Concernant les quatre, il y a un problème avec le nom Ouédraogo Adama. Il y a cinq Ouédraogo Adama qui veulent toucher alors que sur la liste, nous avons quatre personnes qui portent ce nom. Il faut éliminer un Ouédraogo Adama parce qu’il y a un qui est faux et nous sommes en train d’instruire la situation.

Comment vous sentez-vous aujourd’hui après avoir gagné votre procès contre l’Etat qui a même commencé à s’exécuter ?

Je n’ai pas de sentiment particulier. Je ne pense pas avoir gagné un procès. La situation qui existe aujourd’hui est la conséquence de la volonté manifestée par les institutions de l’Etat (donc l’Etat lui-même) de donner la voie à suivre. Il faut rendre hommage à l’Etat qui est un Etat républicain, un Etat de droit veillant à la mise en oeuvre de ses propres lois même quand celles-ci vont à l’encontre de ses intérêts. Si vous tenez à savoir, c’est l’Etat lui-même qui a gagné. Et à travers l’Etat, il faut reconnaître le professionnalisme et la volonté de tous les membres du Conseil d’Etat de régler cette affaire conformément à la réglementation en vigueur. Comme haute juridiction, elle nous laisse une jurisprudence et un exemple qu’on pourrait suivre

Etes-vous prêt à vous saisir d’un dossier similaire si jamais on vous le demandait ?

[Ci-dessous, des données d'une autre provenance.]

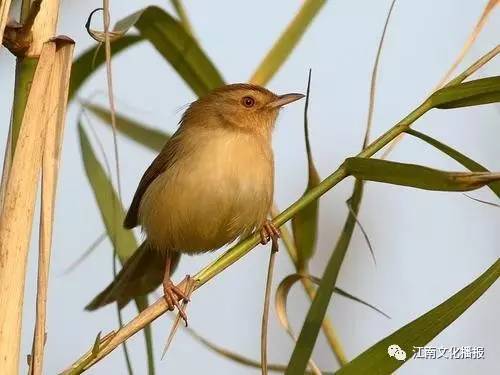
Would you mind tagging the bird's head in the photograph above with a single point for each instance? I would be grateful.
(240, 106)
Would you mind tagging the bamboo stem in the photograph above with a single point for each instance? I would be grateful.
(242, 248)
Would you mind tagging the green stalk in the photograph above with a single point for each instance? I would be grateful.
(241, 249)
(25, 70)
(181, 12)
(238, 251)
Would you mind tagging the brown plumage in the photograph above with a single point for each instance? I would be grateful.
(211, 184)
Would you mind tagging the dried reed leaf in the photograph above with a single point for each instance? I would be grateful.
(470, 41)
(457, 156)
(17, 214)
(57, 97)
(44, 25)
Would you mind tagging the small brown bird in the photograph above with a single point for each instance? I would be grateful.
(211, 184)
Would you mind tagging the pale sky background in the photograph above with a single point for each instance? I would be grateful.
(428, 245)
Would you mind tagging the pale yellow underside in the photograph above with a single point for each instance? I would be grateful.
(210, 197)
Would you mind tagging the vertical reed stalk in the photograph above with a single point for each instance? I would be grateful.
(50, 167)
(37, 111)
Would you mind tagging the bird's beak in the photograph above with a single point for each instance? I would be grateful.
(282, 100)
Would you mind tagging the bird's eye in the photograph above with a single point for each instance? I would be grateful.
(248, 101)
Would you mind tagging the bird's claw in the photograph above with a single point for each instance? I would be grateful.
(269, 232)
(173, 295)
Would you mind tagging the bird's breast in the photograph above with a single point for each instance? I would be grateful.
(219, 188)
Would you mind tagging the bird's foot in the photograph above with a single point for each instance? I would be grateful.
(173, 294)
(269, 232)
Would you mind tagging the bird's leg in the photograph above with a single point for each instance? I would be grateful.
(269, 232)
(172, 293)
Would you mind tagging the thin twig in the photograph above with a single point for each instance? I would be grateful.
(365, 235)
(109, 76)
(373, 84)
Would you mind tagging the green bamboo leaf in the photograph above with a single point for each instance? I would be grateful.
(93, 58)
(458, 156)
(419, 332)
(112, 214)
(145, 135)
(286, 42)
(180, 49)
(476, 92)
(284, 288)
(317, 310)
(169, 38)
(305, 223)
(416, 175)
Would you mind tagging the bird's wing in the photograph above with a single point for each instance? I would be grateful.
(165, 158)
(141, 274)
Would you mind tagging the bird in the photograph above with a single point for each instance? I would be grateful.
(211, 184)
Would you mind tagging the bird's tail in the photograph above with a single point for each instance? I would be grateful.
(141, 274)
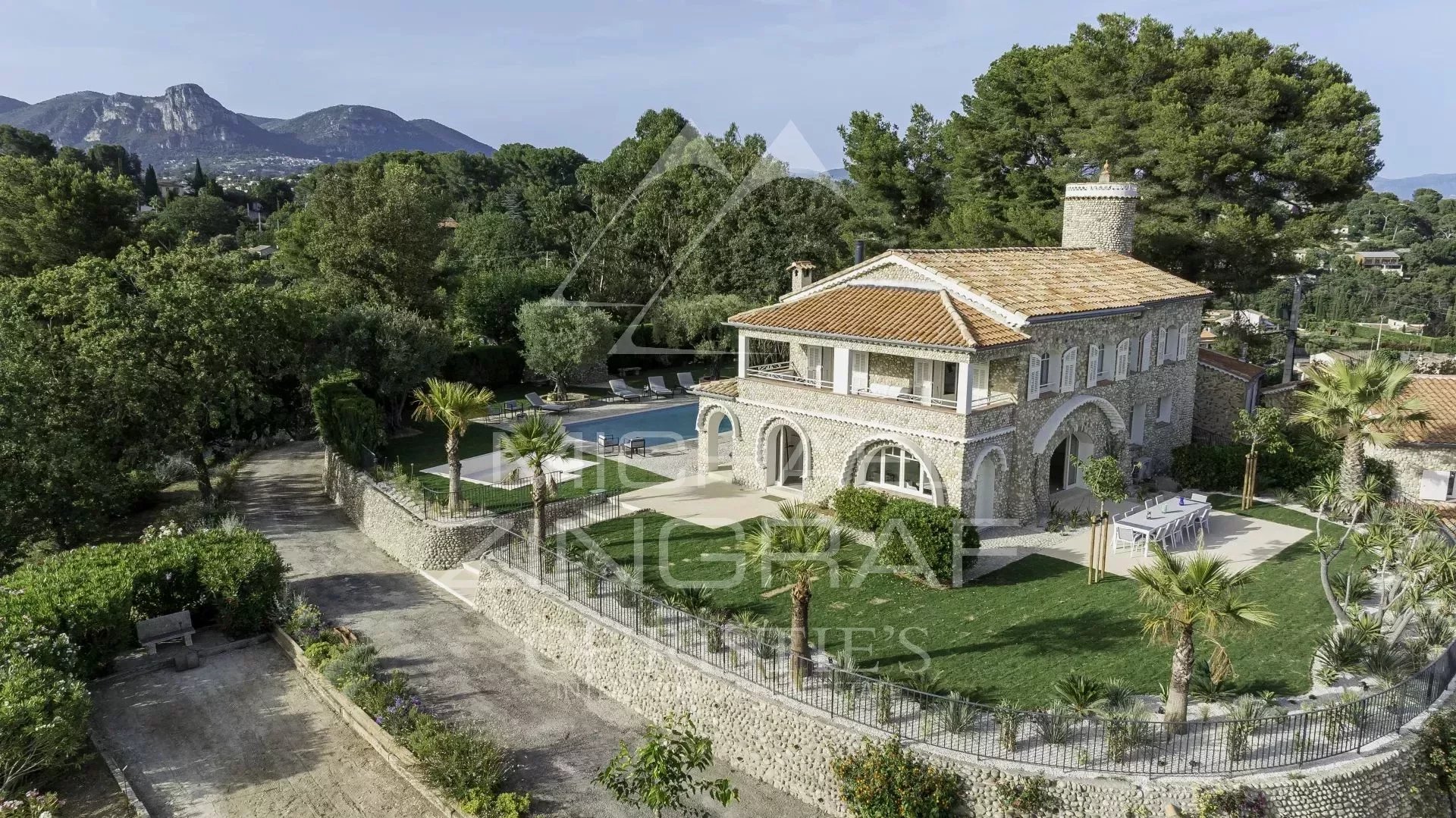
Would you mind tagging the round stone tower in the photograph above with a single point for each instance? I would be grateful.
(1100, 215)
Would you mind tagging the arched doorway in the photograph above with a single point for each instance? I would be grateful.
(786, 457)
(1062, 469)
(717, 433)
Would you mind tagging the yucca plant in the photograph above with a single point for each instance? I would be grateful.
(1079, 691)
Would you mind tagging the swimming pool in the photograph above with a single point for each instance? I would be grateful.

Je suis un avocat inscrit au tableau de l’Orde et je procède ainsi : si je suis consulté pour une affaire, mon obligation première est de conseiller mon client et non d’aller systématiquement au contentieux. Si les faits ne sont pas favorables au justiciable, je prendrai soin de le lui signifier et de le sensibiliser sur les risques à prendre. Vu sous cet angle, je ne vois aucun inconvénient à prendre un dossier.

En somme, il n’ y a pas de dossier qui puisse vous faire peur !

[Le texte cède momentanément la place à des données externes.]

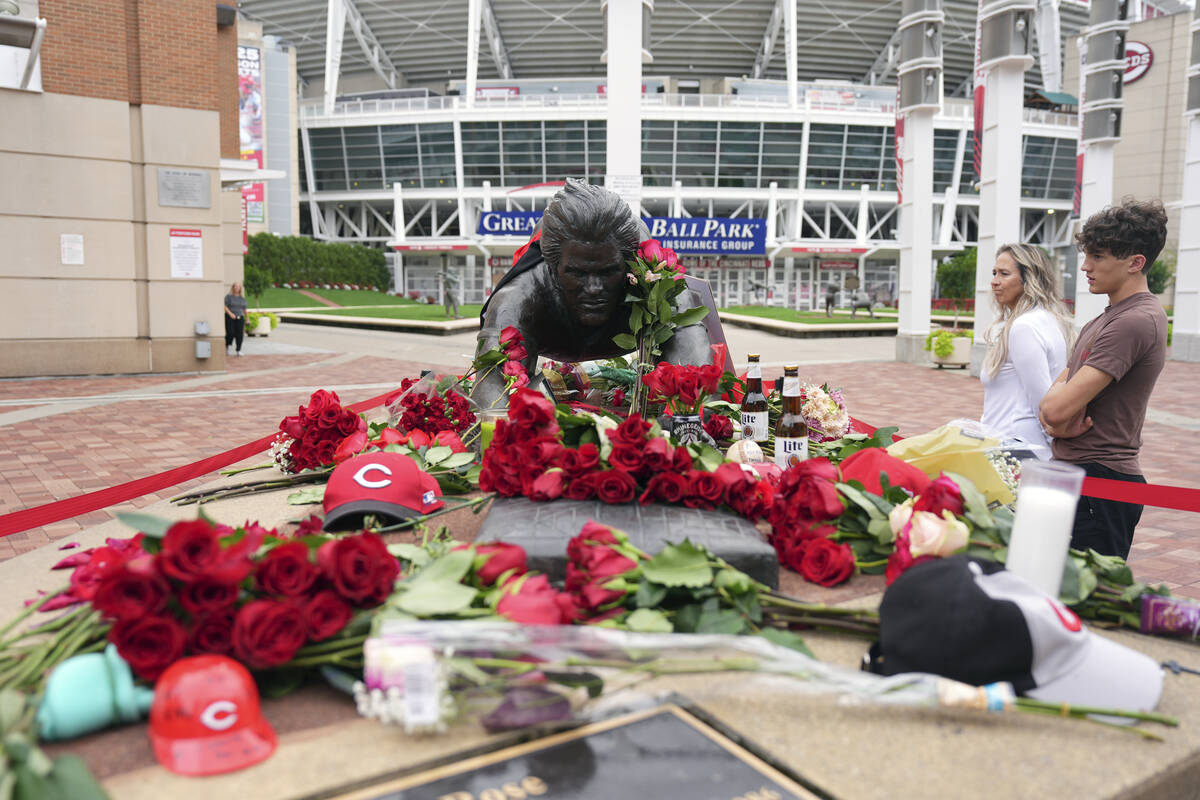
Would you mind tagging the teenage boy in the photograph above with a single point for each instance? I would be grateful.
(1095, 410)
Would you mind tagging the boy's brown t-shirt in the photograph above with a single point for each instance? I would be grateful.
(1128, 342)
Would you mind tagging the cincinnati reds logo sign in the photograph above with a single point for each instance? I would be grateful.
(1138, 59)
(220, 715)
(361, 479)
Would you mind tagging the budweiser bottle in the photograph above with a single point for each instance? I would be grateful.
(754, 403)
(791, 431)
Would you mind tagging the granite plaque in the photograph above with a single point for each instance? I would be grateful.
(184, 187)
(543, 529)
(663, 753)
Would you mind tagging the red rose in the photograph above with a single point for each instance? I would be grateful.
(325, 614)
(192, 551)
(705, 489)
(102, 563)
(582, 487)
(287, 570)
(533, 602)
(351, 446)
(627, 457)
(149, 644)
(942, 493)
(135, 590)
(528, 408)
(496, 559)
(202, 597)
(360, 567)
(869, 463)
(549, 486)
(615, 486)
(827, 561)
(213, 633)
(580, 459)
(667, 487)
(268, 633)
(631, 432)
(657, 455)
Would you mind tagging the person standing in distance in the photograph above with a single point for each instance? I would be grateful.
(1096, 408)
(1026, 344)
(235, 317)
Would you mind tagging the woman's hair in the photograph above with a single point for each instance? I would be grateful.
(1039, 289)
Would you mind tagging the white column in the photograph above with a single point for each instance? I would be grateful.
(623, 167)
(335, 31)
(916, 234)
(474, 14)
(1000, 186)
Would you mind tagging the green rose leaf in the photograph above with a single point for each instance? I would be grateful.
(648, 620)
(436, 597)
(307, 495)
(787, 639)
(725, 620)
(408, 552)
(448, 569)
(679, 565)
(145, 523)
(457, 459)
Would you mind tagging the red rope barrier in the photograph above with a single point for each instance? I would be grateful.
(51, 512)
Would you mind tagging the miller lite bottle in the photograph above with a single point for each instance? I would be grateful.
(754, 403)
(791, 431)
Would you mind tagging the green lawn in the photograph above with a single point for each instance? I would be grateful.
(411, 311)
(293, 299)
(810, 317)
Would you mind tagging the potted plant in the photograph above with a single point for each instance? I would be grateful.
(949, 347)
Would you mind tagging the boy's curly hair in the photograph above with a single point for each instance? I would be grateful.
(1128, 229)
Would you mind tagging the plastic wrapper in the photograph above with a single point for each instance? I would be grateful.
(972, 450)
(426, 674)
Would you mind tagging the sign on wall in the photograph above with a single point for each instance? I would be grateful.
(1138, 59)
(186, 253)
(744, 235)
(250, 124)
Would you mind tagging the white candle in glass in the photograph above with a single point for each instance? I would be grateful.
(1045, 516)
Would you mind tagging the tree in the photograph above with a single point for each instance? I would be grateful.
(955, 278)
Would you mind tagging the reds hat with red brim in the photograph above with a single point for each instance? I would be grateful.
(383, 485)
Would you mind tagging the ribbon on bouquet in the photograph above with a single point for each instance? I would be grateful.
(51, 512)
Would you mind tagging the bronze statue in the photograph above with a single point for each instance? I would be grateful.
(565, 292)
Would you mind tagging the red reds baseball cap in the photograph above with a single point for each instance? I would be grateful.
(205, 719)
(381, 483)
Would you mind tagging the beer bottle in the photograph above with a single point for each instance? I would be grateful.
(791, 431)
(754, 403)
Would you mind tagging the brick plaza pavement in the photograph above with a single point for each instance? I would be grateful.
(69, 435)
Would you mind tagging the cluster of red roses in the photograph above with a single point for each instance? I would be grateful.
(683, 388)
(513, 346)
(802, 517)
(316, 432)
(595, 555)
(208, 590)
(527, 458)
(430, 411)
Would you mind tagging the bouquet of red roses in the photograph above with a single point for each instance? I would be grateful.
(310, 439)
(198, 588)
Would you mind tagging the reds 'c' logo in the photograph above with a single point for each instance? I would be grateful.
(361, 479)
(220, 715)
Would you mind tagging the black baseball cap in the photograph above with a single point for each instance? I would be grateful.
(975, 621)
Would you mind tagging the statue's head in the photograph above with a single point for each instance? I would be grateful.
(587, 235)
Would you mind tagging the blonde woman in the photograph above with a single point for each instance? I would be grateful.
(1027, 344)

La peur est un sentiment qui signifie qu’il y a deséquilibre. Pour ne pas être deséquilibré par l’enjeu d’une affaire, il est bon d’avoir recours aux bons conseils des anciens avocats et magistrats, à la science des universitaires sans préjudice de la dictée de sa conscience personnelle. Pour cette raison, je ne vois pas comment un dossier peut faire peur à un avocat.